Traditionally, learning is divided into three categories: associative, nonassociative and observational. Associative learning aids us in anticipating future situations based on past experiences. It happens when we form connections among behaviours. Being able to anticipate the future is advantageous for survival. Two types of associative learning are classical conditioning and operant conditioning.
Nonassociative learning involves changes in the magnitude of responses to a single stimulus rather than the formation of connections between stimuli. Two important types of nonassociative learning are habituation and sensitization.
In classical conditioning, we form associations between pairs of stimuli that occur sequentially in time. For example, if a child sees a wasp for the first time and gets stung, the child would remember the pain of the sting and associate it upon seeing wasps in the future and would likely be scared of wasps. Ivan Petrovich Pavlov is highly connected to the study of classical conditioning that the phenomenon is often referred to as Pavlovian conditioning. Pavlov first started being interested in the study of learning when he noticed his dogs had learned to anticipate the arrival of food. Instead of salivating when presented with food, Pavlov’s dogs began to salivate as soon as they are retrieved from their kennel or strapped into their harnesses. Pavlov realized the full significance of his observations: the dogs had formed an association between stimuli preceding the food and the arrival of the food itself. The dogs had recognised that certain actions were signals for the arrival of their food and begin to anticipate it before it even happens. Classical conditioning explains many of our learned emotional responses to our environment.
In operant conditioning, we form associations between behaviors and their consequences.
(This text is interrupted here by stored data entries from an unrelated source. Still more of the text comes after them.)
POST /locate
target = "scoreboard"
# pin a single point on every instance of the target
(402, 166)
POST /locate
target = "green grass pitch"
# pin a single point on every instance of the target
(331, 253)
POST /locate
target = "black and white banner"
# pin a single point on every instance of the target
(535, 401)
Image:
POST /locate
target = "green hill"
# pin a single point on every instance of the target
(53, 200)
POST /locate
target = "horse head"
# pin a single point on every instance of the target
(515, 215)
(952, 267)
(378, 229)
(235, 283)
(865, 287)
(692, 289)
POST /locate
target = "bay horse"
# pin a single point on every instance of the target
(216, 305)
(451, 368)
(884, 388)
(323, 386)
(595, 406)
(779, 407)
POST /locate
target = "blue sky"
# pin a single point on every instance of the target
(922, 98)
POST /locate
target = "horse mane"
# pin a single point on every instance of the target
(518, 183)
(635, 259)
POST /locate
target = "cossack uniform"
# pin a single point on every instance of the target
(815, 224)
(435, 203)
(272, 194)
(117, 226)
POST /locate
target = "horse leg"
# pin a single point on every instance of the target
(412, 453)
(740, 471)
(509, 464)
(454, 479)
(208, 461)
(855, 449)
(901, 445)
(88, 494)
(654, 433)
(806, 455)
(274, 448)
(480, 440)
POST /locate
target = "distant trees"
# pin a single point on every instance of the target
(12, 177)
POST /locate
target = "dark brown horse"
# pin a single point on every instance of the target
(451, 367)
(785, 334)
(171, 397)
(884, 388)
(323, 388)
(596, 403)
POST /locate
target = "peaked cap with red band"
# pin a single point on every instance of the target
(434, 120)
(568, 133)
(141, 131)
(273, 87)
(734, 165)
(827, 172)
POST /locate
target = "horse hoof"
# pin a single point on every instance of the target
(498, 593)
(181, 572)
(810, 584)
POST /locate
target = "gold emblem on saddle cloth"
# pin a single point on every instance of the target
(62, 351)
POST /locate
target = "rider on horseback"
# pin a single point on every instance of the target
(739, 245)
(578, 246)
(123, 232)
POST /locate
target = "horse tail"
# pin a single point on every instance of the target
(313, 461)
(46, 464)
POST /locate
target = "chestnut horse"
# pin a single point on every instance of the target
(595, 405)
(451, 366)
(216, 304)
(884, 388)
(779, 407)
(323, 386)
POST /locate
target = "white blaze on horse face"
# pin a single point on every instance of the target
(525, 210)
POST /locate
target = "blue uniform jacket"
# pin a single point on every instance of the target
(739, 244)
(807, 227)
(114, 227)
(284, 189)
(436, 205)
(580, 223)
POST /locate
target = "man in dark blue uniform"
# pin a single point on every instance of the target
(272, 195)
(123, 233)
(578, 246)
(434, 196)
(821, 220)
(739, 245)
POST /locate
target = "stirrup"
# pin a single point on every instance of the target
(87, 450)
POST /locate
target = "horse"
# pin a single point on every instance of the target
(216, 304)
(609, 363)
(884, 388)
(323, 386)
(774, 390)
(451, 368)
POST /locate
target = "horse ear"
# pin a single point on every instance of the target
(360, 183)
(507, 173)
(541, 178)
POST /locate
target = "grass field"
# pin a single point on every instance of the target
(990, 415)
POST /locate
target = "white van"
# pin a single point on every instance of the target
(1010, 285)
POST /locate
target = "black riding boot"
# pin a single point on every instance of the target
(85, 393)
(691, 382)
For example, if you go to sleep early, you will feel energized the next day. The association between a behavior and its consequences is referred to as operant or instrumental conditioning. Operant conditioning differs from classical conditioning along several dimensions. By definition, classical conditioning is based on an association between two stimuli, whereas operant conditioning occurs when a behavior is associated with its consequences. Classical conditioning generally works best with relatively involuntary behaviors, such as fear or salivation, whereas operant conditioning involves voluntary behaviors, like walking to class or petting a dog.
Habituation reduces our reactions to repeated experiences in which we evaluated and concluded to be harmless. For example, getting increasingly comfortable in a new house after adapting to the new atmospheric conditions. Sensitization, on the other hand, increases our reactions to a wide range of stimuli following exposure to one strong stimulus. For example, after being involved in a car accident, one may become afraid to sit in cars or even travel on the roads. Habituation ensures that we do not waste precious resources monitoring low-priority stimuli. Sensitization is particularly useful in threatening situations. After detecting one harmful stimulus, raising our level of responsiveness should improve reaction time in the event of future danger.